Aus dem angestrebten dritten Auswärtssieg wurde es am Samstag beim TuS N-Nettelstedt zwar nichts, doch wenigstens standen die SCM-Handballer nach dem 29:29 (15:16) diesmal nicht mit leeren Händen da. Denn den Punkt hatten sich die Gäste, die in Robert Weber (9/2) wieder einmal ihren besten Schützen hatten, für ihre couragierte und einmal mehr kämpferisch starke Leistung in einer bis zum Schluss für den Zuschauer attraktiven und sehr spannenden Partie redlich verdient.

Lübbecke. Mit etwas mehr Glück und Cleverness wäre sogar noch mehr in dem mit 2711 Zuschauer rappeldickevollen "Hexenkessel" Merkur-Arena drin gewesen. Hatten die Magdeburger doch nach einer im Angriff starken ersten Halbzeit und einer sich steigernden Abwehrleistung in der zweiten Hälfte sieben Minuten vor Schluss noch mit 28:24 geführt.
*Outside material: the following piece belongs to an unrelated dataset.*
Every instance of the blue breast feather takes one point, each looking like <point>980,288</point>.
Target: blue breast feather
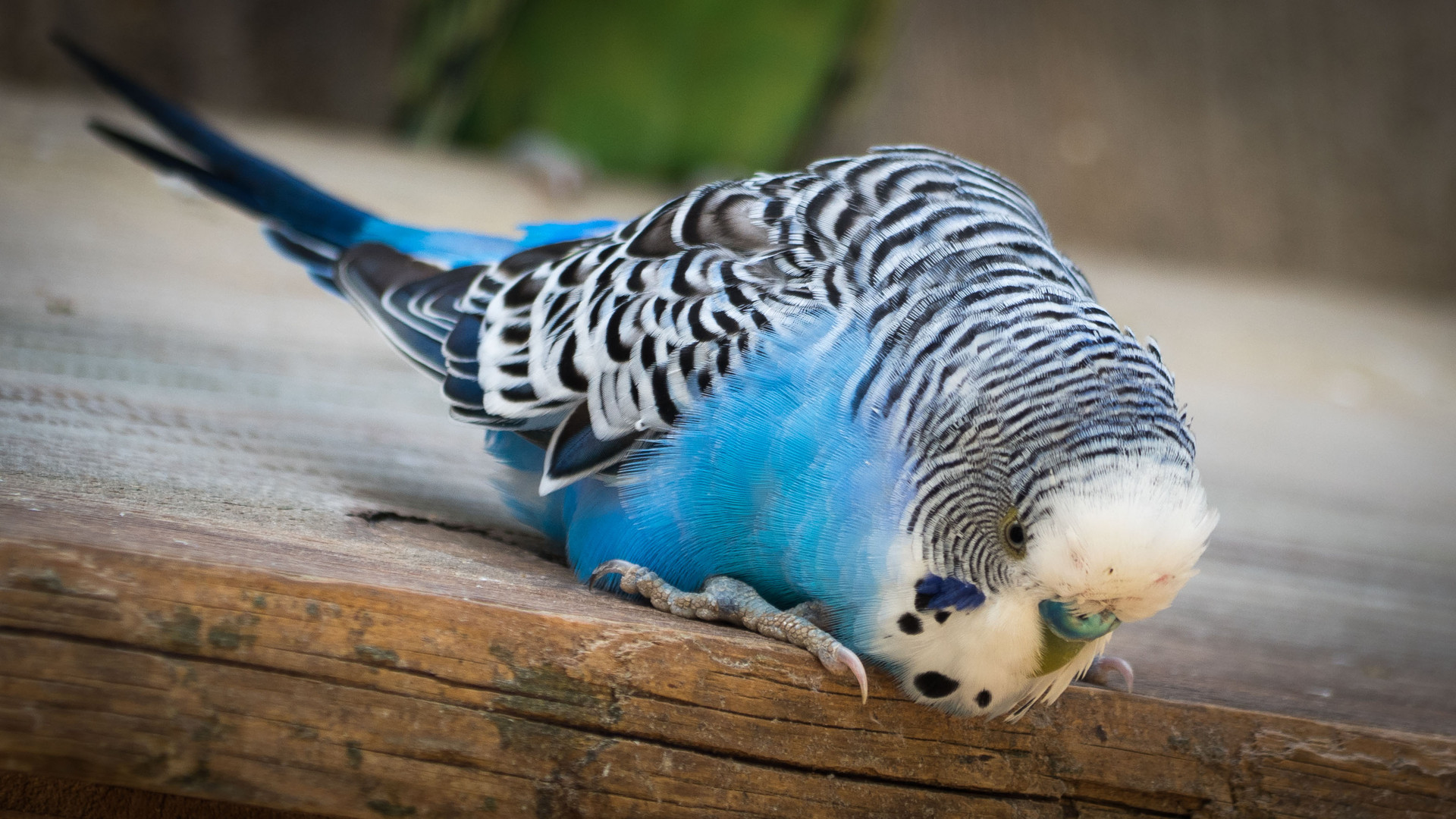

Allerdings hätte die Ausbeute durchaus auch magerer ausfallen können. Nach einem verschlafenen Start in die zweite Halbzeit war der SCM nämlich schon mit 17:20 (36.) gefährlich in Rückstand geraten. Zudem ging glücklicherweise auch TuS-Goalgetter Arne Niemeyer (10 Treffer), den die Magdeburger lange Zeit einfach nicht in den Griff bekamen, hintenraus die Puste aus. Und auch in der hochdramatischen Endphase konnte man aus Magdeburger Sicht froh sein, dass die Hausherren aus Tönnesens "Blackout" 20 Sekunden vor Abpfiff (Er hatte den Ball mit einem Fehlpass unbedrängt ins Aus befördert.), kein Kapital mehr schlagen konnten ...

Und so ließ es sich wie so oft nach einem Remis trefflich darüber streiten, ob es nun ein gewonnener oder verlorener Punkt war. SCM-Coach Frank Carstens fiel es schwer, sich zu entscheiden: "Beide Teams sind in diesem hochklassigen und intensiv geführten Spiel ans Limit gegangen. Ich bin nach dieser sehr starken Auswärtsleistung meiner Mannschaft froh über den Punktgewinn, obgleich man auch sagen muss, dass die Chance da war, die Partie zu gewinnen", so der Trainer, der in seiner Analyse "zwei Comebacks" positiv heraushob: "Dass wir nach dem Drei-Tore-Rückstand unsere Lockerheit und Linie nicht verloren haben, sondern noch einmal zurückgekommen sind, war stark." Gleiches gelte für die Leistung von Rojewski, der Mitte der ersten Halbzeit für den angeschlagenen Natek eingewechselt wurde: "Roje hat für wesentlich mehr Druck auf der rechten Seite gesorgt, und seine drei Tore haben uns im Spiel gehalten."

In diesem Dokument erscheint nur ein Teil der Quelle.